Du coup, ce n'est pas efficace la PrEP pour protéger des autres IST. Moi, la raison pour laquelle... Donc un, tu peux continuer à porter le préservatif. Tout à fait. Pour la raison que j'ai dit tout à l'heure, c'est-à-dire que la PrEP protège tout le temps ?
Le préservatif à protéger au moment de la pénétration et pour les IST, mais il y a tous les autres moments où on n'est pas protégé par le préservatif. Les autres IST sont guérissables. Et moi, ce que ça a changé la PrEP pour moi, c'est que j'ai décidé d'arrêter de porter le préservatif.
Et d'inclure les IST dans mon cheminement de sexualité. J'ai eu l'impression que la PrEP m'a fait être plus adulte. En disant, arrête avec tes angoisses qui hurlent à tue-tête sans cesse dans ton cerveau, Guillaume. Le VIH, c'est bon ?
Tu prends la PrEP et puisque tu prends la PrEP, tu vas tous les trois mois faire des examens poussés et je suis dans un protocole, donc j'ai une médecin généraliste, je l'ai choisi Gay Friendly.
Tous les trois mois, je fais des tests et je lui ai demandé quoi faire en cas de symptômes. Donc, dès que j'ai un symptôme, au lieu de devoir reprendre rendez-vous, attendre, être stressé, je lui ai dit « je fais quoi ? ». Donc, elle m'a fait des ordonnances en avance, en mode « si tu as le moindre truc, tu vas faire ces examens avant de venir me voir, comme ça, on saura ce que c'est et on pourra traiter ».
Et ce qui a beaucoup changé pour moi, c'est que cette professionnelle de santé, cette médecin que j'aime beaucoup, c'est une femme, elle me dit...

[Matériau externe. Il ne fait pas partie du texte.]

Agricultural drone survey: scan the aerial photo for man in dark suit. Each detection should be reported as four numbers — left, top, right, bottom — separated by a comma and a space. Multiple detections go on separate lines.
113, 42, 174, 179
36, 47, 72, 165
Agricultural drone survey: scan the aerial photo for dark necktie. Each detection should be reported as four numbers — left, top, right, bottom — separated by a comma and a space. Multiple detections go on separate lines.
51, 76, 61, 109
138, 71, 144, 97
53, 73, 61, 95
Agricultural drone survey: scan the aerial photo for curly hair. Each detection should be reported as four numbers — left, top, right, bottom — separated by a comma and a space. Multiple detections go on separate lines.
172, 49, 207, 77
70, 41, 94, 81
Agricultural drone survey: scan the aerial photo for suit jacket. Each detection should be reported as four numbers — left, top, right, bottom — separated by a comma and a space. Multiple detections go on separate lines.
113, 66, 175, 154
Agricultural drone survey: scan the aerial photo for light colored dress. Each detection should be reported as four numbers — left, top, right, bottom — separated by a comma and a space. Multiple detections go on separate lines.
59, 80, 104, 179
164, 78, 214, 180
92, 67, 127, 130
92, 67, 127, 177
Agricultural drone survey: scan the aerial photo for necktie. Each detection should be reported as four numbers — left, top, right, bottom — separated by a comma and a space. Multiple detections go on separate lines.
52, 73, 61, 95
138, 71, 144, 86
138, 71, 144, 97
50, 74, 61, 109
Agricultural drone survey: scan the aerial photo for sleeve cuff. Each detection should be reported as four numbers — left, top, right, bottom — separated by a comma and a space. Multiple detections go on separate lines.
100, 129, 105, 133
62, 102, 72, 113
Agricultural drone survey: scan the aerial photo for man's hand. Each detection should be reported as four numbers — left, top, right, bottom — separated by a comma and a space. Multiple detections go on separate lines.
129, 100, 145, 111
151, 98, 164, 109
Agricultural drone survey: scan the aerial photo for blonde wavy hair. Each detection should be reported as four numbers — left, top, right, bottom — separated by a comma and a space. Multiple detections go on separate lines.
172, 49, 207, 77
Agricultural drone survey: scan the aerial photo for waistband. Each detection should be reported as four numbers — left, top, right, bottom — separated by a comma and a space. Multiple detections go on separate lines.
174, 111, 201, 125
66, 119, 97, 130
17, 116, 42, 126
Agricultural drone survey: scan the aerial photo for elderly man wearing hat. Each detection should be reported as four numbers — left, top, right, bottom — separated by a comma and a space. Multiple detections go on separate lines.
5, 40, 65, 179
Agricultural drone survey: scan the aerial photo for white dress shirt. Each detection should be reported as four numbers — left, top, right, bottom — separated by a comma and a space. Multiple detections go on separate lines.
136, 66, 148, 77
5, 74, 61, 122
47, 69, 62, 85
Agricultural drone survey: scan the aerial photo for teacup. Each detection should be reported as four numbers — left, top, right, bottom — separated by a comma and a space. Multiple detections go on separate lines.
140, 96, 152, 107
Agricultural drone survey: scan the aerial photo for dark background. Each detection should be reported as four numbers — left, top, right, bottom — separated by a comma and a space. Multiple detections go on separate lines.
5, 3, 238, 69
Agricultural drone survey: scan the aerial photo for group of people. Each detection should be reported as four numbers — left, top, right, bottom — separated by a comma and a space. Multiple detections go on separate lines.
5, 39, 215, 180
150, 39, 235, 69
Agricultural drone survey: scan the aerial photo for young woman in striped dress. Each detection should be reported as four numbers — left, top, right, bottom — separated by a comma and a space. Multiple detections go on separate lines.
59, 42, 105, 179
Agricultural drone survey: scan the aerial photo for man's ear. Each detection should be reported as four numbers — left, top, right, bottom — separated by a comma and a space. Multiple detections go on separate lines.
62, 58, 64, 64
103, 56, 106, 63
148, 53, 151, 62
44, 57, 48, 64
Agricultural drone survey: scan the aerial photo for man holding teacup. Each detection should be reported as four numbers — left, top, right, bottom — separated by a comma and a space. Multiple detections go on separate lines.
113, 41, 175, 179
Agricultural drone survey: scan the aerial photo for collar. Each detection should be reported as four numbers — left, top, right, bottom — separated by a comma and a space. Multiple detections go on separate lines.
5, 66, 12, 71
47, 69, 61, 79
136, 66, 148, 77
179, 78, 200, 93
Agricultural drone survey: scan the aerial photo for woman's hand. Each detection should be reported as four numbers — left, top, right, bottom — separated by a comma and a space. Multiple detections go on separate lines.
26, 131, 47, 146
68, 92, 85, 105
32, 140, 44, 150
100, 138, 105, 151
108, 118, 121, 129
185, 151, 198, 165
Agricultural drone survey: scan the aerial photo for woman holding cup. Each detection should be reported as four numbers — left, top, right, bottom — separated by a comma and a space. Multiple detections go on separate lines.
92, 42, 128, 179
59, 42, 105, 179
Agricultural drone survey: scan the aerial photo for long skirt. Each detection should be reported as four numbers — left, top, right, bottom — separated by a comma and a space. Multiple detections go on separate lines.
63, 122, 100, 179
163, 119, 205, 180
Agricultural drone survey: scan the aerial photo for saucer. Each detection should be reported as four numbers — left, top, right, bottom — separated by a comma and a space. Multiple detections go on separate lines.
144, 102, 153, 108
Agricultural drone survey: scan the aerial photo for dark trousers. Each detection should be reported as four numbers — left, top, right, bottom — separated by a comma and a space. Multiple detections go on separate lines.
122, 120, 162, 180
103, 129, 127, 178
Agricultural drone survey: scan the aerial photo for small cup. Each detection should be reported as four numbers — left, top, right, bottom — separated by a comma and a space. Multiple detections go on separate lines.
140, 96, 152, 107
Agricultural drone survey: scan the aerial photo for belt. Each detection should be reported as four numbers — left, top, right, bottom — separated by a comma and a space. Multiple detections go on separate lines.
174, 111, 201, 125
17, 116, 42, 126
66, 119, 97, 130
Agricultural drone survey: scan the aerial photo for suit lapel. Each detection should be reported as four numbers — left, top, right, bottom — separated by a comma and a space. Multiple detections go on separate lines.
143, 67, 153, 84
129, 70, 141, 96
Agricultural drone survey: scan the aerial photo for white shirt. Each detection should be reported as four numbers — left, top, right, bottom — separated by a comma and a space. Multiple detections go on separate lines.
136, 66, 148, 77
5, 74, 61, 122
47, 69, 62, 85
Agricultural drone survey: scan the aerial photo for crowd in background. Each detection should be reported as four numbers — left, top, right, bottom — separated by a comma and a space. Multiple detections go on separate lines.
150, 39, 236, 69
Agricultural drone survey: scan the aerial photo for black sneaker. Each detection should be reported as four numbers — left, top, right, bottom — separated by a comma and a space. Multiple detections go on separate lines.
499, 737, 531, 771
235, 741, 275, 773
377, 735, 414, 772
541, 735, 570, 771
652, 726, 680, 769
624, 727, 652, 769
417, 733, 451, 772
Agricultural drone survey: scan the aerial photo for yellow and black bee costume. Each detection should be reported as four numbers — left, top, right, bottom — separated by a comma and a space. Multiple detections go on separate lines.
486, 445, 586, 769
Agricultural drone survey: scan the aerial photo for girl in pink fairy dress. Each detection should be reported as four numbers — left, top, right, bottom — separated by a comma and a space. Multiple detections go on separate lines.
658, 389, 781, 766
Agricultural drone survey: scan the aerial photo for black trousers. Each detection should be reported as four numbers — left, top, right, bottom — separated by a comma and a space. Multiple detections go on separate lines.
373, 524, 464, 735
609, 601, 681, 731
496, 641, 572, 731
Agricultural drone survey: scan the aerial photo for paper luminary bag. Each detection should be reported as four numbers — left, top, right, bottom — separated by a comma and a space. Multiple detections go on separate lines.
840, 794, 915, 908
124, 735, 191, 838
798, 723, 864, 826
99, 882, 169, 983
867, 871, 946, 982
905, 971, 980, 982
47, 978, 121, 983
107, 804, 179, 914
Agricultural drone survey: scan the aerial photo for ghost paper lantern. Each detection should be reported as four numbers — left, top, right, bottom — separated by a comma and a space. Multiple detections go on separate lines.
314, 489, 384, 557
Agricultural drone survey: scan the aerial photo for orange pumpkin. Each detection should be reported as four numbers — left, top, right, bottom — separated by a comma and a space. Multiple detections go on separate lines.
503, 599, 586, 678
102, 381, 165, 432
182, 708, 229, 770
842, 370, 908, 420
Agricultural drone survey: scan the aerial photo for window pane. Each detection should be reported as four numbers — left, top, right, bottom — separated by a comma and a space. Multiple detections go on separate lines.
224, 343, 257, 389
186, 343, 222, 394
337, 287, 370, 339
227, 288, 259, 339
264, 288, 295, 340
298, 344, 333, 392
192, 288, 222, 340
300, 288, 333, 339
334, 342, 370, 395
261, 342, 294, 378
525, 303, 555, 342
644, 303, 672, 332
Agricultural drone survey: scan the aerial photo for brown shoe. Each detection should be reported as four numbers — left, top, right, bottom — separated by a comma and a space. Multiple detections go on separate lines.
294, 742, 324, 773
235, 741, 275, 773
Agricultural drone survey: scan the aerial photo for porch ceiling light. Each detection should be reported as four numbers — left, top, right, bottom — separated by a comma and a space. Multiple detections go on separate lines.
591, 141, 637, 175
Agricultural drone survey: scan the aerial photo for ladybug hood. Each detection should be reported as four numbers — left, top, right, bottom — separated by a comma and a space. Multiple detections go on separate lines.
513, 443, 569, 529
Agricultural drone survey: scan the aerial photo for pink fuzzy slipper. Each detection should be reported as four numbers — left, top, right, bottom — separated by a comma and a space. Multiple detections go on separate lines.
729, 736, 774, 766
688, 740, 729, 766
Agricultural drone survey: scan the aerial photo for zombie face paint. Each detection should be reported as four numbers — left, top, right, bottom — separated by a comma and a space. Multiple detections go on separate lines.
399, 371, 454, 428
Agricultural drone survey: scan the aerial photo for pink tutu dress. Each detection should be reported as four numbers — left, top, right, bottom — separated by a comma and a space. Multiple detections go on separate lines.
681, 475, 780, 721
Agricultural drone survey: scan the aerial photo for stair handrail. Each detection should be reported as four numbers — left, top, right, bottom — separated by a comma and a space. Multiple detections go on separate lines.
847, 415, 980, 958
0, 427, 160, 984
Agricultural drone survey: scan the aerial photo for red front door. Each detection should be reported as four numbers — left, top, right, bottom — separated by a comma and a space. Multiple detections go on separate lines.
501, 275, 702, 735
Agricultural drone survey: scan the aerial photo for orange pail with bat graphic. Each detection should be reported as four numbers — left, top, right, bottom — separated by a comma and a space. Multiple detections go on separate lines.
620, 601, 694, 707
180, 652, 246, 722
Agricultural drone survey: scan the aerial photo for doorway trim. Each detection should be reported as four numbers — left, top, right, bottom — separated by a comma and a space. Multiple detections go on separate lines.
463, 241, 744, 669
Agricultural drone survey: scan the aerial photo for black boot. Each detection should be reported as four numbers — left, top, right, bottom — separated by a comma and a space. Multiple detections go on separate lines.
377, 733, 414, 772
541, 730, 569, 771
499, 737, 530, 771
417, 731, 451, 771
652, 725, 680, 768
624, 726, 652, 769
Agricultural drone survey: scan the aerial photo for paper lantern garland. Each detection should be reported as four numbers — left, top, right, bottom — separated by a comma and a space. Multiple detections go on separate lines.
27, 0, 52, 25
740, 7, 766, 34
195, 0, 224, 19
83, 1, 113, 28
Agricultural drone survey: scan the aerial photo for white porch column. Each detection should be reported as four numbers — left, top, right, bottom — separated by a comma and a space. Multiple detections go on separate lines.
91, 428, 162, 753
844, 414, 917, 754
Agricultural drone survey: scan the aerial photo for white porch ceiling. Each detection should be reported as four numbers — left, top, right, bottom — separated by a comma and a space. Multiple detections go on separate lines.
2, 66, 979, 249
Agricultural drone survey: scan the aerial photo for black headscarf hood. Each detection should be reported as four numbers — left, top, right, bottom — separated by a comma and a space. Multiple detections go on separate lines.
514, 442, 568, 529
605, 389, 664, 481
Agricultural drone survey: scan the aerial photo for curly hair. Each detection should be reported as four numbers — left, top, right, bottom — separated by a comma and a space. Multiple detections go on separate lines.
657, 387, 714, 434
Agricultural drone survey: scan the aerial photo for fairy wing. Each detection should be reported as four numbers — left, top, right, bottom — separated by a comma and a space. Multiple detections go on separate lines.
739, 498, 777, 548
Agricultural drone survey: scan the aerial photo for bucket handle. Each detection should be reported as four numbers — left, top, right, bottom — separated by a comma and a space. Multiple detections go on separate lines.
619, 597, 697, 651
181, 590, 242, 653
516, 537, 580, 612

Moi, je te suis et dès que t'as quelque chose, on le traite, on le soigne. Donc, t'inquiète pas. Et c'est la première fois qu'un professionnel de santé était mon allié dans ma santé sexuelle. Et c'est marrant parce que du coup, j'ai jamais été quelqu'un qui prenait beaucoup de risques.
Mais les espaces où... Enfin, tu vois, je ne porte pas de préservatif, mais j'observe quand même que, justement, dans mon estime de moi par rapport à ce que ton patient disait sur « je vais faire n'importe quoi », le moment où j'ai un choix plus adulte en disant « ok, Guillaume, voilà ma stratégie, ma stratégie santé sexuelle, cette médecin, la PrEP, le préservatif si je le veux et si je ne le veux pas, voilà comment je réagis s'il y a un souci », fait qu'en fait, je ne vais pas baiser avec les mêmes personnes.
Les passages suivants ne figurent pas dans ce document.